As with any book that attempts to cover such a wide swath of pop culture, an argument could be made that ‘Girl Gangs’ overlooks some major works. Missing in action is any mention of Warren Miller's Cool World (1959), Richard Price’s The Wanderers (1974), and Trevor Hoyle’s Rule of Night (1974), all of which were squarely situated in the genre, but easily transcended it, by virtue of their vision and literary merits. 


That said, even the most ardent fans of the genre are sure to find new discoveries among the pages of ‘Girl Gangs’, and here is where a significant problem emerges: many of the treasures unveiled in the book are long out of print, and in the hands of speculators who are intent on charging exorbitant prices for copies, even copies in poor condition. Some encouragement can be gained from the fact that some of the novels showcased in ‘Girl Gangs’ are available as eBooks, but if you’re like me, an eBook is never as good as having the real paper-and-glue thing there in your hand.

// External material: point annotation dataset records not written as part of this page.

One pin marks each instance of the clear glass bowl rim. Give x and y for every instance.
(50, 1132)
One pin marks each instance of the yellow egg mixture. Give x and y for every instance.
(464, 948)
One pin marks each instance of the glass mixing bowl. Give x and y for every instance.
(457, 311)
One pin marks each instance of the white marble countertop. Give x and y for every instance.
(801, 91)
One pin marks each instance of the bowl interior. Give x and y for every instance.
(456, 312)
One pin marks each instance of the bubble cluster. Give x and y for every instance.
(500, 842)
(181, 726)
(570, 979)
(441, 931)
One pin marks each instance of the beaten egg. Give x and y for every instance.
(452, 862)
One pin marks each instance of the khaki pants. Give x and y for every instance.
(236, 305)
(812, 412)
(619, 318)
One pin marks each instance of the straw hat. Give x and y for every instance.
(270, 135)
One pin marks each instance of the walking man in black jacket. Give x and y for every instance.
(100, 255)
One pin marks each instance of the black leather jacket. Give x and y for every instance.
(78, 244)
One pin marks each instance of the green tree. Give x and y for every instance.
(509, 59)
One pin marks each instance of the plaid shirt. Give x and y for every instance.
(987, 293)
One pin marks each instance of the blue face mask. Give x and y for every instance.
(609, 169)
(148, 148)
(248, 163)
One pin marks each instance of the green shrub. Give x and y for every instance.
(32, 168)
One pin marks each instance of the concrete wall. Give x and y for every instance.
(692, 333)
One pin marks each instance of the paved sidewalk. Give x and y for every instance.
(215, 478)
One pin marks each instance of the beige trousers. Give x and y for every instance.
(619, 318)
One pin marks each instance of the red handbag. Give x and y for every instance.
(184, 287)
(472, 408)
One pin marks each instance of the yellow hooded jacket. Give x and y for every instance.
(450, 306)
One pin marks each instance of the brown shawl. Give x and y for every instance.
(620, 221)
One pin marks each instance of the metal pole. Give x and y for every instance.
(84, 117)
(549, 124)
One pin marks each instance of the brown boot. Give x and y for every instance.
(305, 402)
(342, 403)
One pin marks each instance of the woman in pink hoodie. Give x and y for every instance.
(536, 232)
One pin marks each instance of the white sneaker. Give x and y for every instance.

So be warned: reading 'Girl Gangs' is going to lead to myriad impulse purchases that your bank account probably is not well prepared for......


Summing up, if you’re a fan of the genre, a student of Anglophone pop culture of the postwar years, a devotee of commercial art, or someone who enjoys offbeat, weird, twisted deviant, and disturbing material (and here John Waters fans come quickly to mind) then ‘Girl Gangs, Biker Boys, and Real Cool Cats’ is well worth picking up !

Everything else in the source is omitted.